Posted by Kathy on 04/19  at  09:21 AM

I suppose in the interest of disclosure to all of you who are visiting....I am a liberal. No really. One of those awful bleedin’ heart liberals. But I’ve still managed to raise a well-adjusted son who has a good head on his shoulders, a keen sense of fairness, and a good set of morals.

Dunno how that happened. Being a liberal and all....

LOL

Posted by Kate on 04/21  at  09:40 PM

Good Lord, I found this site thru POW, she sent everyone over to read it.  Yikes! I have an 8 year old who’s a good looking boy if I say so and now I’m already dreading things like this!

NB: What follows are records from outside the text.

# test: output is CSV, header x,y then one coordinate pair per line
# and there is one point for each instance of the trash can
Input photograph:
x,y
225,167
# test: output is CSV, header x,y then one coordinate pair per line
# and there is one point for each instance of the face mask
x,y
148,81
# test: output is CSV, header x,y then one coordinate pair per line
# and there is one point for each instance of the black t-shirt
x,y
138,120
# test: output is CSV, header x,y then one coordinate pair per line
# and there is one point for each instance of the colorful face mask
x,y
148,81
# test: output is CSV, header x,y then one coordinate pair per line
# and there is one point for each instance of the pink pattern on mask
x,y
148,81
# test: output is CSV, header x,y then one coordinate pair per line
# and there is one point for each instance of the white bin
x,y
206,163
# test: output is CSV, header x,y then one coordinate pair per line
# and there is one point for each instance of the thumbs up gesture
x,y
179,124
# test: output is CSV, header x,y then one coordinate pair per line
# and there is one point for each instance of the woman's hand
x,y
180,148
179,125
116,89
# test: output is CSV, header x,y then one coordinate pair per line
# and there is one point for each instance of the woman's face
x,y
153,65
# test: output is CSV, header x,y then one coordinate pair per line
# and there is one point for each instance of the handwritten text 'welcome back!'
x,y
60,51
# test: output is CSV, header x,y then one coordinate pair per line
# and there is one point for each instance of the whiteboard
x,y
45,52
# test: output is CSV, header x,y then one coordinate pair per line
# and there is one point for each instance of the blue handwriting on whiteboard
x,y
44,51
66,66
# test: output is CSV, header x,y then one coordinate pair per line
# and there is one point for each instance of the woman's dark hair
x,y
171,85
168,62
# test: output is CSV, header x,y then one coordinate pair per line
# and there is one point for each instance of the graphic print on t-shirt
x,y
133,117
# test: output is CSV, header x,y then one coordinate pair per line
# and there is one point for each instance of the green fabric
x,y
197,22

They’re all still babies!  This is too much too early!

I’m making him become a Priest, right this minute smile

Posted by call me scarlett on 04/29  at  12:34 PM

Wow.  That’s all I can say.  No kids of my own… yet, so I can not relate as a parent.  But, wow.  I do work in childcare, where we have kids as old as 12 years.  Hard to believe they could be faced with stuff like this.  Scary. 

You’ve done a great job raising your son, especially to have such an open relationship he so easily can come to you with stuff like this.